La vicenda è avvenuta domenica 3 dicembre, nel corso della partita pallacanestro under 17 maschile Silver, tra le squadre Camin e Cittadella Brenta Gunners. Durante la gara, l’arbitra, una 17enne padovana, è stata travolta dagli insulti sessisti e altri gravi offese provenienti da diversi tifosi della squadra ospite.

Tra coloro che si sono resi responsabili dell’aggressione verbale e delle minacce nei confronti della direttrice di gara è stato individuato anche il 50enne di Camposampiero, nel Padovano, padre di un giovane giocatore in campo, destinatario del Daspo emesso dal questore di Padova, Marco Odirisio.

Daspo al 50enne dopo le minacce all'arbitra di basket, il padre: Fonte foto: ANSA

La folla dei funerali di Giulia Cecchettin di fronte alla Basilica di Santa Giustina a Padova

La minaccia

In mezzo alle imprecazioni, il tifoso ha anche minacciato l’arbitra, gridandole che avrebbe “fatto la fine di quella di Vigonovo”.

In seguito agli accertamenti svolti, incentivati anche dalla querela sporta dal padre della ragazza, hanno consentito di identificare il responsabile.
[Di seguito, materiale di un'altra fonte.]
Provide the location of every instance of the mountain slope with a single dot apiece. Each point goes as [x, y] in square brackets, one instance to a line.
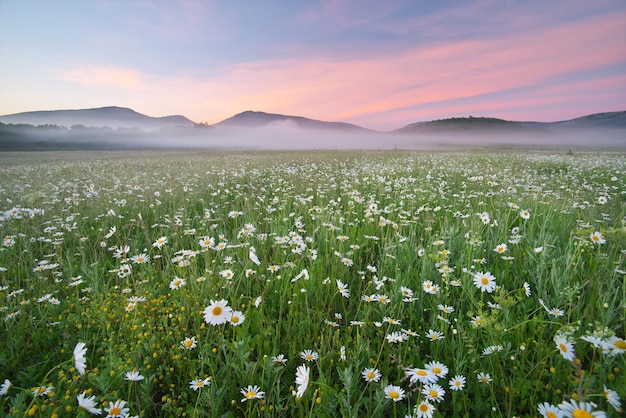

“Ironia della sorte: mia figlia siede nello stesso banco, nella stessa aula della stessa scuola, il Tito Livio, dove era seduta Giulia Cecchettin” ha spiegato agli agenti della Digos il papà della 17enne, ex giocatore di basket di serie A.

La denuncia

Il 50enne, non nuovo a questo tipo di insulti e di violenza verbale durante le manifestazioni sportive è stato inoltre segnalato all’autorità giudiziaria per i reati di minaccia e diffamazione, aggravati dall’aver agito nei confronti di una minore ed in un luogo dove si stava svolgendo una manifestazione sportiva.

In attesa che gli altri accertamenti facciano il loro corso, l’uomo non potrà più assistere a qualsiasi evento sportivo sul territorio nazionale per i prossimi 5 anni.